For those who have never had a sleep study done, let's just say that it's like something you would see on a Sci-Fi Channel horror flick. Somebody in medical scrubs places electrodes all over your body (and I do mean, ALL OVER). Then they tuck you in bed and tell you to sleep. After a night in "Frankenstein's lab," my suspicions were confirmed. I was suffering from sleep apnea.
Sleep apnea is a disorder where your body chooses to block airways while you're asleep, which means you quit breathing, which means your body wakes you up just enough to tell you you're not breathing, which means you never achieve deep REM sleep to make you feel rested. The Greek word "apnea" literally translates "without breath."

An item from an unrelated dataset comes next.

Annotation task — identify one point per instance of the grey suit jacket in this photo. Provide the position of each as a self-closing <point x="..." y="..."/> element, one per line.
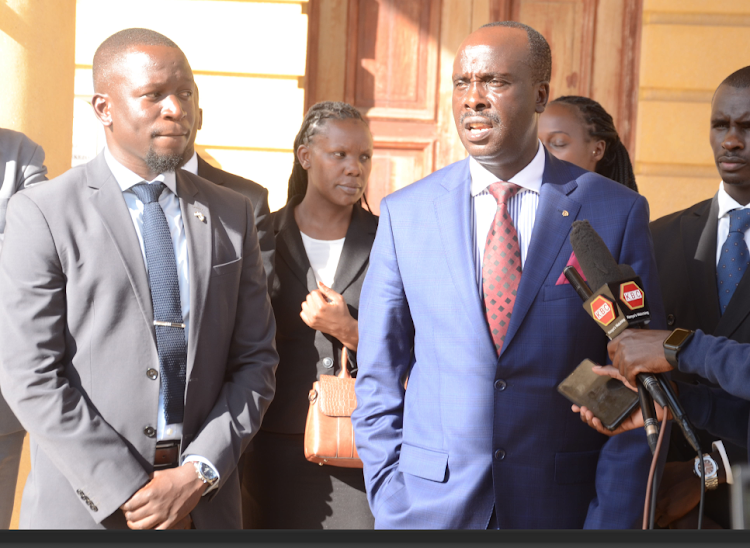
<point x="258" y="195"/>
<point x="76" y="339"/>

The solution? I get to wear a CPAP (Continuous Positive Airway Pressure) machine at night, which keeps my airway from closing (which it was doing up to 15 times an hour... no wonder I was so tired). The results over the last year have been nothing short of phenomenal with my energy level, not to mention the lack of snoring. I wish I had thought to check for that a long time before, but everything happens in due time. It is estimated that 12 million Americans suffer from this disorder (a conservative estimate by some).
Why should you care about sleep disorders? Well, a buddy of mine was complaining the other day that his company was filled with zombies, that everybody walks around in a groggy fog. Nothing ever gets done, but there seems to be a lot of unpleasant noise in his organization (grumbling, complaining, excuses). I was able to play doctor fairly easily on this diagnosis. His company is experiencing Accomplishment Apnea. Their sense of mission and accomplishment isn't getting any oxygen to keep it alive. There could be a lot of things causing this airway closure: fear of failure, a culture of non-accomplishment, energy vampires, forgetting (or ignoring) values, a mob mentality (justified or not), or just a need to slow down or stop and regroup.

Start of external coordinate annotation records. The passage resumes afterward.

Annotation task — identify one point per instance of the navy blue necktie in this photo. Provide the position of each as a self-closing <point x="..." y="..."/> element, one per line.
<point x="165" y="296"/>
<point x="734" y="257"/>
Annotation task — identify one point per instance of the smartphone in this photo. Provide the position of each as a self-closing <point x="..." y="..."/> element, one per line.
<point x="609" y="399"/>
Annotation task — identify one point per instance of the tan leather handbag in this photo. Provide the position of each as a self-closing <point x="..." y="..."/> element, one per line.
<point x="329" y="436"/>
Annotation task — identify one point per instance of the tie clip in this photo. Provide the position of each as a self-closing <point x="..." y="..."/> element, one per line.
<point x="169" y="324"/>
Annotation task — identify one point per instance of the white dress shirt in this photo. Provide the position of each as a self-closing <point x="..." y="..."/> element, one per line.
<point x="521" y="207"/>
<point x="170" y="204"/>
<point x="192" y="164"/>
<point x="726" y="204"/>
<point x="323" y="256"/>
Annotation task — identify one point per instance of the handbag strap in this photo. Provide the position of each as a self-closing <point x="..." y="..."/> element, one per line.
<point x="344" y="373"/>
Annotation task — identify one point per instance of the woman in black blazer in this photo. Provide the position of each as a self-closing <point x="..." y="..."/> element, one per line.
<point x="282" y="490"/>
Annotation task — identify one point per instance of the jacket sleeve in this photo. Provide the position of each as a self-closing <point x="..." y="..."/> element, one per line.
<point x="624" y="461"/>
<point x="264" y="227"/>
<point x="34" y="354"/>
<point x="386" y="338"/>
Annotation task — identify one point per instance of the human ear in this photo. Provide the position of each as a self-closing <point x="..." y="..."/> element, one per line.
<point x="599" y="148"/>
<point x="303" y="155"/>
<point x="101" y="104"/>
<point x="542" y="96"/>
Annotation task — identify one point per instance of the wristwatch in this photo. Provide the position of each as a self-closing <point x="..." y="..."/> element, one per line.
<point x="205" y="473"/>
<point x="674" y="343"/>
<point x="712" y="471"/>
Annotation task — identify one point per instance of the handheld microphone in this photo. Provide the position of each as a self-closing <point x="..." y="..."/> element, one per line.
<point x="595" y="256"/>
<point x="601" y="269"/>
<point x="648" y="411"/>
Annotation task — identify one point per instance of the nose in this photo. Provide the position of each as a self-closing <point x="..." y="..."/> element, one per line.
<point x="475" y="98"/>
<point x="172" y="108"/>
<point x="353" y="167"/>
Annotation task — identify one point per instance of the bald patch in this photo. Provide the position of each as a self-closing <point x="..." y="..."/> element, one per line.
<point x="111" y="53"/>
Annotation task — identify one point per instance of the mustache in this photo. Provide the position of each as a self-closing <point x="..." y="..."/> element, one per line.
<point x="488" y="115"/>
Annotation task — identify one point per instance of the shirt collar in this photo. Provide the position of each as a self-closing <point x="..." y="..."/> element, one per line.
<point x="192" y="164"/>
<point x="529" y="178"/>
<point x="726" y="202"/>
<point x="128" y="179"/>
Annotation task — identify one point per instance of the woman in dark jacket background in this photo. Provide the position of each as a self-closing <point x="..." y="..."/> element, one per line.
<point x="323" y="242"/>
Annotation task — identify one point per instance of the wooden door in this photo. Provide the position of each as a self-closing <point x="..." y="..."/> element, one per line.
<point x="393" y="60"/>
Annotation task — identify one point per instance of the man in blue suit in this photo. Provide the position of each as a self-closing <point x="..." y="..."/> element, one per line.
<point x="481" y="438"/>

Accomplishment apnea, like sleep apnea, is systemic. Isolating a single cause is generally unrealistic. The main goal is to cure the disorder in order to get the patient breathing again. Your CPAP (Continuous Positive ACCOMPLISHMENT Pressure) solution is up to you. Each of the posts I've linked to above comes with many wonderful suggestions for handling the situation. The trick is to recognize the sluggishness and the unpleasant noises. As untreated sleep apnea can kill a human, untreated Accomplishment Apnea can kill an organization... and when that happens, a little bit of everyone dies.